Bilim insanının iktisadi ve toplumsal gerçekliği,
‘bilginin üretildiği toplumdan farklı olamaz’.
Neo kapitalist sistemin ürettiği paradigmalar,
üretildiği ülkeler içinde geçerli olan toplumsal yapının;
sosyolojik, siyasal, kültürel ve eğitim
– toplumun psikolojik motivasyon çeşitliliği de dâhil olmak üzere -
yapısından meydana geldiğine göre;
- bu paradigmalar en azından ülkemizde oluşmadığı için -
bilginin üretildiği topluma ait bireyler için
daha rasyonel sonuçlar doğurabileceği yönünde başat bir sonuç vermesi doğaldır.
Ülkelerin, krizler karşısındaki konjonktürel ekonomik davranışları;
buna önemli örnekler oluşturmaktadır.
Her ülkenin, aynı uygulamalara zorlanması;
mekanik uygulamalara bağlanmış, nedensellik ilişkileri doğurur.
ABD.’de yaşanan ilk büyük kriz olan 1870 ekonomik krizinin,
– Büyük Depresyon - fiyatlardaki düşüşlerden kaynaklandığı,
fiyat düşüşlerinin ise; emeğin parasal tutarının kısmen düşüşü,
artan yatırımlar ile verimliliğin maliyetlerin düşmesine bağlı olmasına bağlanırken;
kârların düşmesinin nedenleri tam olarak anlaşılmamış.
Maliyetlerdeki azalma, fiyatlardaki düşüşten daha fazla ise;
fiyatların düşmesine rağmen, kâr oranlarının yükselmesi mümkündür.

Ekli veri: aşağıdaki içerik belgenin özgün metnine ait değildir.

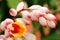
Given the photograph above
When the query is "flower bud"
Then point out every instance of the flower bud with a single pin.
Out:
(35, 7)
(26, 15)
(44, 9)
(20, 6)
(7, 22)
(50, 17)
(37, 13)
(51, 24)
(42, 21)
(30, 36)
(13, 12)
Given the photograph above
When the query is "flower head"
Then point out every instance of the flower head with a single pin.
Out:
(17, 29)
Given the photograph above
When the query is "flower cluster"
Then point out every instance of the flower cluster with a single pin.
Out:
(19, 28)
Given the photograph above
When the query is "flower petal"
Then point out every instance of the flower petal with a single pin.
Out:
(13, 12)
(50, 17)
(19, 29)
(26, 15)
(20, 6)
(30, 36)
(42, 21)
(35, 7)
(51, 24)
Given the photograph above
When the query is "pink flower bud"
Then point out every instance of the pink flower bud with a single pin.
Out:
(6, 22)
(2, 26)
(13, 12)
(37, 13)
(43, 21)
(26, 15)
(35, 7)
(20, 20)
(2, 37)
(44, 9)
(50, 17)
(18, 38)
(51, 24)
(28, 25)
(34, 18)
(20, 6)
(30, 36)
(9, 38)
(7, 33)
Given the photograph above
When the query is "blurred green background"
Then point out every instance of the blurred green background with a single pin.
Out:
(53, 5)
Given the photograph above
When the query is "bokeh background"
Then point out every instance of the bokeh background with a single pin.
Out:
(53, 5)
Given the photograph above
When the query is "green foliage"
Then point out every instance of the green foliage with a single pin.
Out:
(13, 3)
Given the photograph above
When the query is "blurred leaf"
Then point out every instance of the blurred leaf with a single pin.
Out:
(30, 36)
(36, 24)
(13, 3)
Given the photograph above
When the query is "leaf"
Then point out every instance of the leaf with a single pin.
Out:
(13, 3)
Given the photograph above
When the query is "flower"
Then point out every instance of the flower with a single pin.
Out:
(17, 29)
(13, 12)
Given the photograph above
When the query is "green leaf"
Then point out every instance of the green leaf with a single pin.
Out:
(13, 3)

Bu gelişmeler; ekonomistlerin şüphe duymasına,
başka çözümler aramasına neden olmuş.
Nedenlerin arasında;
insan psikolojisinin, karamsarlığa bağlı davranışların etkili olduğu gibi
sonuçlara da bağlı olduğu gibi,
bireylerin sosyal davranışları ve aralarındaki ilişkilerin bilinerek,
ekonominin incelenmesi gereğini ortaya çıkarmıştır.
Sonuç olarak;
o dönemden itibaren, ana akım ekonomi teorisi olan kapitalizmde uygulanan
sadece rasyonel, faydacı ve arz talep gibi matematiksel teoremlerin yeterli olmadığı,
özellikle; insan, firma ve piyasa davranışlarının
farklı bakış açılarıyla yorumlanan yeni birtakım yaklaşımların geliştirilmesi
hipotezlerinin gerekliliği, kabul edilmeye başlanmıştır.
İnsan davranışlarının dolaylı bir yönü olan ‘beklentilerin’,
ekonomiye yön verdiğinin;
araştırma konularına dahil edilmeye başlanmış olduğu, gözden kaçırılmamalıdır.
Yararlanılan kaynaklar:
İktisat metodolojisi sayfa 1’den yararlanılmıştır.